This DevOps stuff is not for beginners, nor is it for the faint of heart. This is, in my own personal belief, why companies create job titles like “DevOps Engineer.” Most of the DevOps community quite justifiably freaks out about job titles like that, because they’re often a demonstration that someone in the organization doesn’t get it. DevOps isn’t a job role. However, in an organization practicing DevOps, there certainly are some skills that will come in handy, especially on the Operations side. Someone possessing those skills might justifiably be called a “DevOps Engineer,” which is perhaps less cumbersome than “IT person who knows enough to make all these bits stick together so we can get the DevOps-enabling capabilities we need.” That’d be a big business card. “DevOps Engineer” is probably also a title less demeaning to one’s co-workers than “Cleverest IT Person We’ve Got,” which is also usually the case.

IT Ops folks working to provide DevOps-compatible capabilities are often the more experienced, cleverer folks on the team. They often have the broadest experience and knowledge, and they’re often the ones most eager to tackle a challenge.

By the way, notice how I phrased that. “…working to provide DevOps-compatible capabilities…” was a very deliberate phrase. A DevOps-practicing organization does need specific capabilities, and the Operations side provides some of them, in close collaboration with the Dev side. That doesn’t mean you have a “DevOps Department,” because that misses the point. “DevOps Engineer” as a job title is only legit if it means “Engineer Who Helps Provide Our DevOps-Related Capabilities.” DevOps isn’t something you do; it’s something you believe, which in turn drives you to do things. If you believe in DevOps, your organization needs to behave in a certain way, and it needs certain tools to support those behaviors.

There are new Development skills that need to be brought into a DevOps environment, too.

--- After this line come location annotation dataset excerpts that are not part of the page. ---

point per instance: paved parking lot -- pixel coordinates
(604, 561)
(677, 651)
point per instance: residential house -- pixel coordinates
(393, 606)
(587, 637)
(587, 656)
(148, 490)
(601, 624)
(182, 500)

Developers have to focus more on building code that can be deployed, monitored, and managed in a DevOps-centric way. For example, in most Windows-centric environments, developers would often use the tools bundled into Visual Studio to create Windows Installer packages for applications. Those packages weren’t always easy to deploy in an automated fashion, may have required (or thought they required) Administrator privileges, and other elements that simply made deploying the code difficult and even dangerous. To “do” DevOps, that has to change. Operations needs to give Development the ability to seamlessly slide code into production - but Development needs to write code that supports that model. The burden is on both groups, as a combined team, not just on Operations to make things simpler.

Plan for Failure

“Wait a damn minute,” I can hear you saying, “sliding new code into production is what causes all the problems!”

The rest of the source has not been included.